La più incredibile di queste cause riguarda la città di Ravenna. E tira in ballo le nutrie. Il sindaco Michele De Pascale lo ha spiegato per filo e per segno: “Si sono dette tante stupidaggini in questi giorni – ha esordito il primo cittadino nell’intervista con Nicola Porro – È stato attribuito questo alluvione al consumo di territorio e altre cose. Ma la pioggia ha colpito una zona che naturalmente era una palude. Il territorio intorno a Ravenna è di valle che aveva come esternalità come malaria. I nostri bisnonni hanno bonificato tutto: hanno sottratto queste zone all’acqua e alla malaria e hanno creato quelle straordinarie eccellenze che conosciamo”. Il sistema idrovoro fino a qualche anno fa ha retto. Ora, a causa di alcune criticità, qualcosa è venuto meno.

Per approfondire

Da una parte, magari ci sarà pure l’aumento degli eventi climatici avversi.
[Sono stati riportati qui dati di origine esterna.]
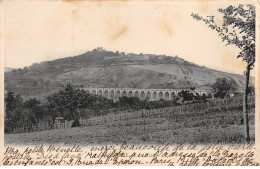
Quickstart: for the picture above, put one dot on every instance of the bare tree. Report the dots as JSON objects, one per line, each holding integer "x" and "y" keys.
{"x": 238, "y": 29}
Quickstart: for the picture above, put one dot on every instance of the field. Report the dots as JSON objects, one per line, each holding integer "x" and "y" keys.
{"x": 162, "y": 126}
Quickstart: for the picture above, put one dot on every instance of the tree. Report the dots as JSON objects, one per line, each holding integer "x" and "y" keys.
{"x": 223, "y": 86}
{"x": 68, "y": 98}
{"x": 238, "y": 29}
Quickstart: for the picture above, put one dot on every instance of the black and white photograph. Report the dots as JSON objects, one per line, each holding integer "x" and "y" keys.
{"x": 93, "y": 73}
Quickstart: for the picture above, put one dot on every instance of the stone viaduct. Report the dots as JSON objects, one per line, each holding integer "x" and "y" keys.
{"x": 151, "y": 94}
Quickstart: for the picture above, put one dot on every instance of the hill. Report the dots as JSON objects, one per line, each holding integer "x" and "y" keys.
{"x": 101, "y": 68}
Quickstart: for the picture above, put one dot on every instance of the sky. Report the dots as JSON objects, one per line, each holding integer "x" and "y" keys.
{"x": 36, "y": 31}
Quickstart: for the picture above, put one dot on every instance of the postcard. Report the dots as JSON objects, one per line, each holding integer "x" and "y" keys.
{"x": 129, "y": 83}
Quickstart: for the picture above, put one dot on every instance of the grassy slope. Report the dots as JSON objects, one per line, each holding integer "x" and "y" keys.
{"x": 201, "y": 127}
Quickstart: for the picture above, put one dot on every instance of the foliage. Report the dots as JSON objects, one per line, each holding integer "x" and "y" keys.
{"x": 223, "y": 86}
{"x": 238, "y": 29}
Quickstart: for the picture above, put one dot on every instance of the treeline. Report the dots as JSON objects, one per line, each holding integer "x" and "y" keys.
{"x": 74, "y": 103}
Ma dall’altra ci sono folli scelte “di priorità per quanto riguarda la manutenzione”: negli ultimi anni l’attenzione, degli animalisti ma non solo, si è concentrata sulle nutrie che popolano i fiumi anziché sulla necessità di realizzare delle opere necessarie ad evitare disastri come quelli odierni. “Tra una vita umana e una nutria che mi fa una tana su un argine”, ragiona il sindaco De Pascale, la scelta dovrebbe essere chiara. Lo stesso dicasi per la vegetazione attorno al letto del fiume, che naturale proprio non è visto che gli argini sono stati creati dall’uomo. “In natura i fiumi esondano – spiega il sindaco – se non si vuole che accada, allora bisogna fare gli argini con la logica delle opere pubbliche e non con la logica degli spazi naturalistici”. Tradotto: se per pulire un fiume occorre abbattere qualche albero e uccidere qualche nutria, che si faccia. E invece oggi le norme “tutelano più gli alberi e le nutrie che le persone”.
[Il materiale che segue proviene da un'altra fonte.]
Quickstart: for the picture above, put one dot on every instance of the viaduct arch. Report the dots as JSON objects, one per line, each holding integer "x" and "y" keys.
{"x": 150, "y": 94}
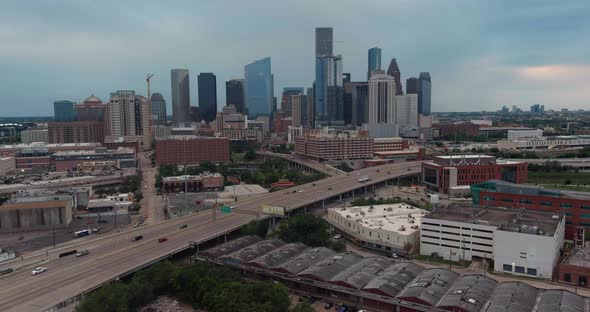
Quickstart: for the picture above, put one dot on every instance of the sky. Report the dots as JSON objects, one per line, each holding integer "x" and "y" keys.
{"x": 481, "y": 54}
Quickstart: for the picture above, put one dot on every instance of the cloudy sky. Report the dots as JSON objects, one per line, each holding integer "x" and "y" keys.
{"x": 481, "y": 54}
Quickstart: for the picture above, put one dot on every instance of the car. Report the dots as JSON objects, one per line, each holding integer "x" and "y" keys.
{"x": 136, "y": 238}
{"x": 82, "y": 253}
{"x": 39, "y": 270}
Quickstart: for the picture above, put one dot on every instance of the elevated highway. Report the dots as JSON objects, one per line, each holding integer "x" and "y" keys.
{"x": 115, "y": 255}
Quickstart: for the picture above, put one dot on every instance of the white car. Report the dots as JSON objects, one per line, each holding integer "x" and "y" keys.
{"x": 39, "y": 270}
Il paradosso è che a salvare “per miracolo” la città di Ravenna sono state tutte opere ingegneristiche di decine, se non centinaia di anni fa. Il merito lo si deve “alla bonifica di fine ‘800, ad un fiume realizzato a fine del ‘700 dal cardinale Andreoni e ad un progetto di Napoleone”. Negli ultimi 50 anni niente: le istituzioni hanno latitato. “Quelle opere del passato hanno difeso questa terra delicata”, oggi invece nulla. Per questo De Pascale chiede “i poteri e le risorse per realizzare opere all’altezza” di aventi, la cui “asticella” è stata alzata “dai cambiamenti climatici”. E magari anche l’autorizzazione ad eliminare qualche nutria.